Birthday Boy still wore dark glasses but they didn't look as heavy as I remembered. He had a little less hair on top... and a little bit more on his face (a salt and pepper mustache and beard). He seemed inclined to forgive any clumsy misdeed, “You did that?” He smiled benignly and I noticed a tooth missing on the top right-hand side of his mouth. "You're lookin' good, the both of yous," he gestured to Kathy as well.
“Ahhh…it's very dark in here,” I muttered to explain both the spill and his compliment, thinking how I would skewer my friend the moment he left.
"It's been a long time since I saw ya last." He looked relaxed as he tugged on the flap of his baseball cap.
"Yeah like thirty years," I reminded him. I hadn't seen him since high school.
"Want ya to meet my wife and doctor-I mean, daughter..." He called out to them, swaying a little, "C'mere..."
I smiled in Birthday Boy's direction where I expected them to show up. I held out my arm and thought they'd take it if they were there. No one did. So I quickly pulled it back.
"Oh daddy, whaddya want?" The blurry figure of an attractive blond, but slightly heavy-set young girl came into my view. He put his arm around her shoulder; his pride was unmistakable. "This is my daughter, Kelsie."
I nodded at her.
"Are ya havin' a good time?"
I wasn't sure if she meant Kathy and I or her dad, Birthday Boy.
He smiled at all of us,"What's more importan' than bein' with family and friends at my big 5-0?"

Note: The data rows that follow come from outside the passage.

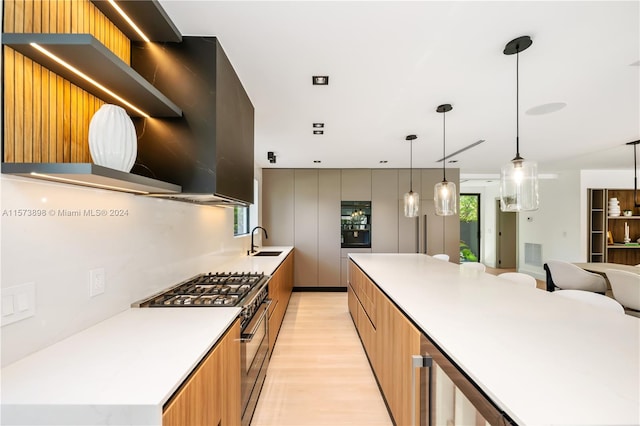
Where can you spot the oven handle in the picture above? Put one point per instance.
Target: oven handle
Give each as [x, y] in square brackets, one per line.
[248, 337]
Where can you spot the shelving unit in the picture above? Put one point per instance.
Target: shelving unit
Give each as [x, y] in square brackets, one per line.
[148, 15]
[601, 225]
[85, 53]
[92, 175]
[597, 225]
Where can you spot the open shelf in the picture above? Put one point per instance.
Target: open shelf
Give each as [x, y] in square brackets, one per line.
[92, 175]
[148, 15]
[89, 56]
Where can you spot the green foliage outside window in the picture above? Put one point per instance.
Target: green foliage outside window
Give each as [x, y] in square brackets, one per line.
[468, 208]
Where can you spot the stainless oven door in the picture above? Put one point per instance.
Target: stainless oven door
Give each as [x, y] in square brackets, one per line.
[254, 349]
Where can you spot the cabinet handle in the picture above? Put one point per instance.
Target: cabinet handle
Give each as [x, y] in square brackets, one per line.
[418, 361]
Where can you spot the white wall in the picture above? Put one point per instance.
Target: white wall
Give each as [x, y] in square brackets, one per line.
[159, 243]
[560, 225]
[555, 225]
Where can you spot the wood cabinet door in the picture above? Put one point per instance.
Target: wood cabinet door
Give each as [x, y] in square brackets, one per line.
[398, 340]
[228, 390]
[197, 402]
[211, 394]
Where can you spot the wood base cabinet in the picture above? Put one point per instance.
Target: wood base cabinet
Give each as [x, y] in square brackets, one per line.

An older, heavier but less made-up version of the teen girl stepped into my view. Long blond hair and a friendly, wide smile caught my attention. She offered her hand, "So nice to meet you. I've seen your comments on Facebook. My daughter here actually sent out the invitations for the surprise party." She looked approvingly at Kelsie.
"So nice to meet you, Kathy." I didn't risk offering my hand. It was a casual outing, after all.
When they all left, I turned to my friend, "Okay, spill it!" I grinned at my pun, "Why did you tell him I spilled the drink?”
“I thought he might offer to buy me another one.” She made a face.
I rolled my eyes. What could I say? "It didn't work now, did it?"
"Nope," She laughed. "Be right back. I'm gonna get a Coke now. But don't go near it!" she joked.
"Don't worry. I don't think I could stand a repeat performance."
The rest of the night passed by without incident-- if you don't include me knocking two pieces of cake out of Kathy's hand before leaving or drawing the attention of another former classmate with my cane. I'll just have to get used to these "happenstances." Is that the right word? It was noteworthy that I managed to go through the buffet line without dumping any chicken wings ... wasn't sure how I could carry a plateful of food and manage my cane at the same time! But slow and steady makes the grade...
Birthday Boy reveled in the attention of family, close friends and old acquaintances. He was kind, generous and very welcoming. I was so glad that I came to be part of this celebration! I think sometimes as in the case of old - let me change that to "former" classmates meeting up -- where there is no bond due to a lifetime of different experiences, the "lifetime ago" becomes that bond. It's kind of a neat feeling.